Volume 2019 | Article ID 3574064 | https://doi.org/10.1155/2019/3574064

A Case of Alveolar Bleeding from Clotting Abnormality by Cefmetazole

Eri Nakano,¹Tsubasa Fukuoka,¹Nao Takeuchi,¹Tomoyuki Seki,¹Michihiro Tamai,¹and Makoto Araki¹

Academic Editor: Simone Cesaro

Received15 Sept 2018

Revised11 Nov 2018

Accepted01 Jan 2019

Published21 Jan 2019

Abstract

Cephalosporins are one of the most commonly used first-line antibiotics. In this report, we describe the case of a patient who developed alveolar bleeding due to clotting abnormality following the use of cefmetazole, one of cephalosporins containing an N-methylthiotetrazole (NMTT) side chain. Compared to other antibiotics, cephalosporins with an NMTT side chain cause a higher degree of bleeding events. The bleeding tendency is caused by the depletion of vitamin K-dependent clotting factors via inhibition of the vitamin K epoxide reductase. This mechanism of action is the same as warfarin. Recent years have seen an increase in the number of patients using direct oral anticoagulants that do not require coagulation tests. As a consequence, there may be an increase in the number of bleeding events due to anticoagulant drugs and such antibiotics coprescription. Therefore, this case is an instructive lesson.

1. Introduction

Antibiotics have numerous unknown side effects. Bleeding represents one of them. The causes of antibiotics’ bleeding tendency can be linked to either reduction of platelet function or deficiency of coagulation factors. Overall, the most common cause of bleeding is the deficiency of vitamin K- (Vit K-) dependent coagulation factors.
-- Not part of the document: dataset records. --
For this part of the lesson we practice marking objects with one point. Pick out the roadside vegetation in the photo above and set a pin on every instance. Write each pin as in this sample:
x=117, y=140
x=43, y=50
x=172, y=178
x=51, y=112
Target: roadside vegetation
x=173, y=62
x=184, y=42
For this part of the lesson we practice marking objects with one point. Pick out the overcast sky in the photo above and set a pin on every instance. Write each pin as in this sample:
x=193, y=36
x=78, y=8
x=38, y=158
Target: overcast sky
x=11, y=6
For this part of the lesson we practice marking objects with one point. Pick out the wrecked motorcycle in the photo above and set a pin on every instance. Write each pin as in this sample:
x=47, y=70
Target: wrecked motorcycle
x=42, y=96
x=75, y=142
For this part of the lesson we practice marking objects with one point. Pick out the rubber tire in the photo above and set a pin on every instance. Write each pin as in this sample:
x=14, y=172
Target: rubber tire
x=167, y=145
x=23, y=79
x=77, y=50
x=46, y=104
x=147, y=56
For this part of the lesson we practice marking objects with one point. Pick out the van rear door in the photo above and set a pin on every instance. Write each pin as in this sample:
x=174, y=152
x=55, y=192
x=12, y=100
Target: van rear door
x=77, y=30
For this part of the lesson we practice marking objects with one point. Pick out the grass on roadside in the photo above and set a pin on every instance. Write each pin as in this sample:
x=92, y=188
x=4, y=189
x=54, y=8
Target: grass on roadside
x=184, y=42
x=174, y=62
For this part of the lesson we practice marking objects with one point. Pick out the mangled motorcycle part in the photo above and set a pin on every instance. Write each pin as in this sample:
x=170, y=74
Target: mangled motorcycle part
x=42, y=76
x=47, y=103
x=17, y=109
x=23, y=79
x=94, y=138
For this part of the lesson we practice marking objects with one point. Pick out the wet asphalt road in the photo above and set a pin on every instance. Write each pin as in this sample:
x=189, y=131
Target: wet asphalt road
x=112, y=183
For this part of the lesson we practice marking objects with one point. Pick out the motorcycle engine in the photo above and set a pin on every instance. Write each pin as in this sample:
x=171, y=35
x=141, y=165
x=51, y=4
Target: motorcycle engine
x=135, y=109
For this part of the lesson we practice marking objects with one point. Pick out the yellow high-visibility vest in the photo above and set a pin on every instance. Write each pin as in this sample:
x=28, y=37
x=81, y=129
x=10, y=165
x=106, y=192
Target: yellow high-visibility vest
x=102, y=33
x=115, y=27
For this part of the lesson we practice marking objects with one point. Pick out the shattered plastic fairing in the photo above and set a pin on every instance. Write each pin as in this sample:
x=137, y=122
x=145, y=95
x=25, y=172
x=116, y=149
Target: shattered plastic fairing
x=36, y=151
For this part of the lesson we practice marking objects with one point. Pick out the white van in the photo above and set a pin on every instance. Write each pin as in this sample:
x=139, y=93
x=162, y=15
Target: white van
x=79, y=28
Cefmetazole (CMZ) is a second-generation cephalosporin. It is characterized by a potent antibacterial activity against Gram-negative bacteria, including Pseudomonas aeruginosa. CMZ is frequently used for the treatment of intraperitoneal and urinary tract infections. This cephalosporin is characterized by the presence of an N-methylthiotetrazole (NMTT) side chain [1].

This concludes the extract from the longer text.